Esse Programa de Ação Imediata, ele fala abertamente, no começo, da desordem
das contas públicas.
Dívida externa
Outro marco importante foi que em 29 de novembro de 1993 nós encerramos o
processo de renegociação da dívida externa brasileira. Assinamos nosso acordo
com 700 e tantos credores privados do Brasil. O acordo com os credores oficiais
já havia sido alcançado em janeiro de 1992.
Real sem susto
E teve um documento que eu acho fundamental. No dia 7 de dezembro de 1993, o
Ministério da Fazenda encaminhou ao presidente Itamar Franco uma exposição de
motivos - 395, se não me engano. O primeiro pilar ali era a parte fiscal. O
equilíbrio tinha que ser obtido para o biênio 1994-95, e exigia ações no
Congresso. O segundo era uma lista grande das propostas de emendas
constitucionais. E o terceiro era a reforma monetária. Foi dito que nós
estaríamos lançando uma unidade de conta, uma referência para contratos [a
Unidade Real de Valor, URV]. Ela não teria propriedade de meios de pagamento de
início, mas circularia, estaria em vigência junto com o Cruzeiro Real, que era
a moeda, até que a economia se recontratasse em URVs. Quando aquela
recontratação tivesse assumido um certo ponto, ela seria convertida no Real,
como foi.
Consolidação do Real - reformas
Nós estamos comemorando agora os 30 anos do lançamento do Real, mas também os
25 anos e meio do regime de taxa de câmbio flutuante, os 25 anos agora em junho
do regime de metas de inflação, os 24 anos da Lei de Responsabilidade Fiscal. E
fizemos inúmeras reformas ao longo desse período, ainda nos anos 1990.
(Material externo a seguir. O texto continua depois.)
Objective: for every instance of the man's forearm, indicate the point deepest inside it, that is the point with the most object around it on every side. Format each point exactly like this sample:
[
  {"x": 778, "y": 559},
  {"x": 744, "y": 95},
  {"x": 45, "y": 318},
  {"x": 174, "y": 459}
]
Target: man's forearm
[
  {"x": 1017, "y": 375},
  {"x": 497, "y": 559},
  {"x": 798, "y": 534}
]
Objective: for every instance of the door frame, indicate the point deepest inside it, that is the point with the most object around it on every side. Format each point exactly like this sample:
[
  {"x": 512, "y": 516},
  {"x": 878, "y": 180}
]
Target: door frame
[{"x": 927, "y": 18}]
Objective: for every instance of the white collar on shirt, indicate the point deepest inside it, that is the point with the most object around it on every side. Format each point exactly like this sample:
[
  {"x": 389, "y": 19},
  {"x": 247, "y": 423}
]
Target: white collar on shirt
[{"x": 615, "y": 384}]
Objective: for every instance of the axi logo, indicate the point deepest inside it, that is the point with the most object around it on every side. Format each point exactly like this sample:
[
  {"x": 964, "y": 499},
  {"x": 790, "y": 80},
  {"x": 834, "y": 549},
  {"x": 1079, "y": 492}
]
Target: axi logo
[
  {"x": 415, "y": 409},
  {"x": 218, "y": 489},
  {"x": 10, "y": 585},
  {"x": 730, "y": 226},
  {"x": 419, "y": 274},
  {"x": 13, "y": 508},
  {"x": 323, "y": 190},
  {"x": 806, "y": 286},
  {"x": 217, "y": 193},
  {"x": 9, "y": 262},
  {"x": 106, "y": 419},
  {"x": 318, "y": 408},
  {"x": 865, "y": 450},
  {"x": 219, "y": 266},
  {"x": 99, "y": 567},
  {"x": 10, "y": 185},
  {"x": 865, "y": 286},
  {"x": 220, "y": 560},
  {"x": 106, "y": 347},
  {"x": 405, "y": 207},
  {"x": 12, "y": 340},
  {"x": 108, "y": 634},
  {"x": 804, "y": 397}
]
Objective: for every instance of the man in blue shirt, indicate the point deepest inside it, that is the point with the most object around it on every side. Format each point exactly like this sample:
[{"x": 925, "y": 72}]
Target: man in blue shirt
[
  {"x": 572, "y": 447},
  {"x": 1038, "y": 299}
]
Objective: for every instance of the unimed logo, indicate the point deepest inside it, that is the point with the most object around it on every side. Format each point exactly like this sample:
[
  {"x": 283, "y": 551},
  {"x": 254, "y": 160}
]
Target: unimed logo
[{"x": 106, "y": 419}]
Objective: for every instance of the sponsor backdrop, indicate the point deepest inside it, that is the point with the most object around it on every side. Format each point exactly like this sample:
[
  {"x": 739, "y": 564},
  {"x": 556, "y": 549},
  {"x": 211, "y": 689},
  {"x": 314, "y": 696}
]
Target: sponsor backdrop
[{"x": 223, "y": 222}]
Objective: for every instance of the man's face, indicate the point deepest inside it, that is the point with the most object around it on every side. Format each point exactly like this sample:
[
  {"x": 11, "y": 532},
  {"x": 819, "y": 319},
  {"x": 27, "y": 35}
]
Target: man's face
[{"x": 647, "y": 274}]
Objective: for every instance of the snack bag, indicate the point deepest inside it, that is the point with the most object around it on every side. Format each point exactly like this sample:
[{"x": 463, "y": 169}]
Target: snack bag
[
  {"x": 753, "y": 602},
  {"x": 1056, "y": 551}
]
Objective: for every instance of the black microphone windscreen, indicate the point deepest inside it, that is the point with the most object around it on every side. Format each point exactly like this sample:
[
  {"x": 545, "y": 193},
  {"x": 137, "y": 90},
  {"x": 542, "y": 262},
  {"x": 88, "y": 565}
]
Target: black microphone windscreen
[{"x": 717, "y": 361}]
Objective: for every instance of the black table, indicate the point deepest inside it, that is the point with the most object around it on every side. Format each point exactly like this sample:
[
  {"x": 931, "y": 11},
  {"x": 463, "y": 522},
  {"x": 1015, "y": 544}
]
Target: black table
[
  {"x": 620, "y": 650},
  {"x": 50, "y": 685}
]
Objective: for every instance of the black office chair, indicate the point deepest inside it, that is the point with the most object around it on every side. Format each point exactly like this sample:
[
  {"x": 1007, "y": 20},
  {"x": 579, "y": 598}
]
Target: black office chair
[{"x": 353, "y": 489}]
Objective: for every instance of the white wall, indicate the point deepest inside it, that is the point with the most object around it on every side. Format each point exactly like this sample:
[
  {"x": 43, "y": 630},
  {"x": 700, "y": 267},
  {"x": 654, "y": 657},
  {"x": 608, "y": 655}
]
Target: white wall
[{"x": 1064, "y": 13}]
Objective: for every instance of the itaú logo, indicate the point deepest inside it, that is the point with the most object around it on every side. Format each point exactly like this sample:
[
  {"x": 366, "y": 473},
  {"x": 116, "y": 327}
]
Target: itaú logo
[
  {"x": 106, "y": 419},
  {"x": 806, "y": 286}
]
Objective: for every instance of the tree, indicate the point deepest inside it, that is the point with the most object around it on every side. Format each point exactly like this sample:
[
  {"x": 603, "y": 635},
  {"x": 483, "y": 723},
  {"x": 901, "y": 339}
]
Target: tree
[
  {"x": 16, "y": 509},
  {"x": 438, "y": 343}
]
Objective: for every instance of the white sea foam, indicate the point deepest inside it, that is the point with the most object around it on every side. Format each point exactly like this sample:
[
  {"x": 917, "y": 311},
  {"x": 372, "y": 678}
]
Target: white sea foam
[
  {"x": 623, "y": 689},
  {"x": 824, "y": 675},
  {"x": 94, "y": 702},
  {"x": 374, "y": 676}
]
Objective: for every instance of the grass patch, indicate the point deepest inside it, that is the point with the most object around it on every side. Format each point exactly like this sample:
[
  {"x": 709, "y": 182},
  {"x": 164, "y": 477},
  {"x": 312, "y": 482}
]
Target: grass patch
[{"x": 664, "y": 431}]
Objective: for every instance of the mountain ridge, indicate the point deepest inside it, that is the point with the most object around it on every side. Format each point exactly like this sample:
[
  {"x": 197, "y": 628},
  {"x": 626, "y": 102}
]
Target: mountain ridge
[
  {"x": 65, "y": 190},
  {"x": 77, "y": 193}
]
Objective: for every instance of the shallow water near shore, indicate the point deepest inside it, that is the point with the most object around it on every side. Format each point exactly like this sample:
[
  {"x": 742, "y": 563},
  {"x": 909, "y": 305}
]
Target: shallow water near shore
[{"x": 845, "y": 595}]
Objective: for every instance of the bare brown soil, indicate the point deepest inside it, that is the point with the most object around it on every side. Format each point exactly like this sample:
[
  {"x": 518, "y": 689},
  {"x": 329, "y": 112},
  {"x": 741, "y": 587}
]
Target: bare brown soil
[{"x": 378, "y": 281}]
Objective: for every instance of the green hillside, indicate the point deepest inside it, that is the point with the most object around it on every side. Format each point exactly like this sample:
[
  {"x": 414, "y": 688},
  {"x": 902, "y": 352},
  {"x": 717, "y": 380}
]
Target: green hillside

Reduzimos o número de bancos estaduais de mais de 30 para pouco mais de meia
dúzia. Vários deles estavam insolventes, não podiam sobreviver após perder a
receita inflacionária. Fizemos capitalização do Banco do
Brasil e da Caixa, interviemos nos bancos privados - houve
processo de consolidação, vários foram liquidados. Fizemos privatização de
siderúrgica, do setor elétrico, das telecomunicações.
Além da inflação, social
As transferências diretas de renda começaram ainda no governo Fernando Henrique
Cardoso. Entre 3,5 milhões e 4 milhões já recebiam transferências diretas de
renda sob várias denominações. O Lula, depois de tentar o Fome Zero, juntou
todos os programas do governo Fernando Henrique Cardoso.
Vai mudar?
Essa é a discussão do momento, não é? Acho que o segundo governo Lula, assim
como o primeiro, foi ajudado enormemente por um ciclo [de crescimento da
economia global] que foi o mais longo, o mais profundo e o mais amplamente
disseminado da história. Aquilo se expressou no apoio que ele recebeu nas
urnas, a eleição para Lula 2, e depois fazer a sua sucessora em 2010. O que eu
acho é que a ideia de que é possível fazer uma aceleração do crescimento
através de uma política keynesiana de caráter permanente, é aquilo que o André
Lara Resende chamou de armadilha macroeconômica brasileira. Quando a demanda
cresce de maneira significativa, na expectativa de que a oferta doméstica
responda em prazo hábil [mas isso não ocorre], o país enfrenta pressões
inflacionárias ou então desequilíbrio em balanço de pagamentos, porque passa a
depender de importações. Então, não bastam as intenções.
Revisão de gastos
Isso é algo que vem sendo cobrado há muito tempo. Não é simples, não é trivial.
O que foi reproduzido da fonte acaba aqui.